I don’t think I scare easily, but I was worried. I hope to God you never have been or ever will be in this situation, but no matter how brave you think you are it gnaws as you – he knows me but I don’t know him, and I have to be vigilant. I felt it was clear he was watching me by comments he made, so I wondered if it was only a matter of time until something broke, until he escalated, until he learned some pattern or saw a hole he could exploit.
So I had a gun at home and that helped, because I could even the playing field if he tried to force his way in, since he knew where I lived. I didn’t answer the door to people I didn’t know, speaking through it instead when the Jehovah’s Witnesses came by, for instance, and I looked into getting a concealed weapon permit after I found out a friend had one.
Then, thank God, there was a break. I called the police again – it had been a bad week for calls – and Officer Nelson suggested something.
He told me it might not work, but it was a trick that could scare the stalker. Nelson told me next time the stalker called, I should tap the disconnect on the phone, as if I was switching to call waiting but not actually do it enough to hang up, and say something to the effect of, “Officers, this is the call to trace.”

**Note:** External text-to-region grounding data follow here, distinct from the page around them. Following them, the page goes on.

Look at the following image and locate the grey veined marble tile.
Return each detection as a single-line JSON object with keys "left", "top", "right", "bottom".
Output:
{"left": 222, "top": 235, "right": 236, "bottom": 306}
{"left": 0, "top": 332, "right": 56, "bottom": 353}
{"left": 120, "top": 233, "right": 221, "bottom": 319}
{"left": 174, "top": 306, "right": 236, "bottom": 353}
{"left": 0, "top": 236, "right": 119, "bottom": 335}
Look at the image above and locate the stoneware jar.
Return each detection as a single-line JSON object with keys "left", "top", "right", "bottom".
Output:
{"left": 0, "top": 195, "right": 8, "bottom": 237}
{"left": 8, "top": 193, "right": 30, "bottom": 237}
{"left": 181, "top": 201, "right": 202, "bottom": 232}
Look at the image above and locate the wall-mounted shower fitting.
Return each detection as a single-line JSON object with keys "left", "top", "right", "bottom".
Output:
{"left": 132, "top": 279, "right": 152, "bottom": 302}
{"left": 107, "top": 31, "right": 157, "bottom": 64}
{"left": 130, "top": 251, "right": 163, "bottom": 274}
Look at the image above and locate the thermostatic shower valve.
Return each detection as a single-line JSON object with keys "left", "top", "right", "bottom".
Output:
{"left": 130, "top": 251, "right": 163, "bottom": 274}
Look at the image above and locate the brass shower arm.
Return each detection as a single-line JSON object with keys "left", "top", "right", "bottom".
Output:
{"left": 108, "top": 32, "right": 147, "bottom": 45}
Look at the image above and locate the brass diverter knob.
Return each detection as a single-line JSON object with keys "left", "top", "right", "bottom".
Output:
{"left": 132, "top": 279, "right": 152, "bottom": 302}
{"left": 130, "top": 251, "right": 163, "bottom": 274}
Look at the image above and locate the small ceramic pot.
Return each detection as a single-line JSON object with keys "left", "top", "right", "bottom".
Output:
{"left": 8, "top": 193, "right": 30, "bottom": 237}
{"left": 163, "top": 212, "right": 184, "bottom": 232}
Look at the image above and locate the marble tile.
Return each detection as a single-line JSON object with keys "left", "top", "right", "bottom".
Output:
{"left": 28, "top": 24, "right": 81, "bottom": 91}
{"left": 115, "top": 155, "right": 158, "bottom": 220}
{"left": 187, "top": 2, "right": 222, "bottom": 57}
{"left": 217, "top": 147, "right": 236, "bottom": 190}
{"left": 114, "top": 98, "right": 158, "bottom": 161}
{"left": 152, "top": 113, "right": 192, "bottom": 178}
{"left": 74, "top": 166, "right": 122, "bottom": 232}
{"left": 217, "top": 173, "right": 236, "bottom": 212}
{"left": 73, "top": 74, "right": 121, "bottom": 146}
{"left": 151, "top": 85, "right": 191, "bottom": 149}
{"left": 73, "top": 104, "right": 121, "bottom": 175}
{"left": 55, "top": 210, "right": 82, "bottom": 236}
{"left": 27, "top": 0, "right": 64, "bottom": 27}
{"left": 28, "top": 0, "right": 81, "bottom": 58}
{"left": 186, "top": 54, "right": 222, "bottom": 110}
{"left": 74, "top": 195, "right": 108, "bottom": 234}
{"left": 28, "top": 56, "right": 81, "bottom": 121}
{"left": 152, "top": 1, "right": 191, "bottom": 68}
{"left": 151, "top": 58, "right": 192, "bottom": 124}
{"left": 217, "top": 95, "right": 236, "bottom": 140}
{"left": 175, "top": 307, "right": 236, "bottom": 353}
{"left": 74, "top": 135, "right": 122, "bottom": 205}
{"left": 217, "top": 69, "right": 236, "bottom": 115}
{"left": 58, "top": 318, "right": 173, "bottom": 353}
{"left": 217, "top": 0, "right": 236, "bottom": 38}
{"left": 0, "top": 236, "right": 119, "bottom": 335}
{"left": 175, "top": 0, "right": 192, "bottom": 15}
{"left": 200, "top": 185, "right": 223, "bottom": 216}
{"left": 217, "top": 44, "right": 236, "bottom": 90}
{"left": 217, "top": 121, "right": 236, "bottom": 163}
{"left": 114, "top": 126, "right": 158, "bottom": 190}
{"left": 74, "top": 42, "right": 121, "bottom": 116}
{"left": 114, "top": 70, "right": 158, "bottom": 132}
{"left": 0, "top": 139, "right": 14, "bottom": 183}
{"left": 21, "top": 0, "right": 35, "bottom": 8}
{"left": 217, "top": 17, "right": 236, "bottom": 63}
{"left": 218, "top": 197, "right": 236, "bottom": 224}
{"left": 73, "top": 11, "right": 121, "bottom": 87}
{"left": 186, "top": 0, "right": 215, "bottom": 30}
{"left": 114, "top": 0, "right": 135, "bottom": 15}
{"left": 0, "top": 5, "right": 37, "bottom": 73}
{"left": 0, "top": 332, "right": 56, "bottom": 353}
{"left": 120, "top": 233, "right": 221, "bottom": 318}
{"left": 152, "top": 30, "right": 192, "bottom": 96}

So simple, yet it worked. The minute I did that HE hung up and never called again. To be honest I felt guilty a little because it didn’t solve the problem – he wouldn’t call me, but was he still a threat to someone else? He could have been calling other women too, or moved on to an easier target. It took a while before I finally believed he wouldn’t call again, and for things to return to some semblance of normalcy; after a while I once more felt that bit of security I had captured when I got my job and apartment, constructively taking control of my OWN life.
Even though the worry is gone and it’s been a long time, the shadow of those feelings remain, even as details – like the name of the Officer – have faded. It felt good to exorcise those demons through Lily and for Nathan to get his comeuppance. As I said early in this post the situations aren’t the same, but I definitely drew on my experience when I created Nathan and that situation.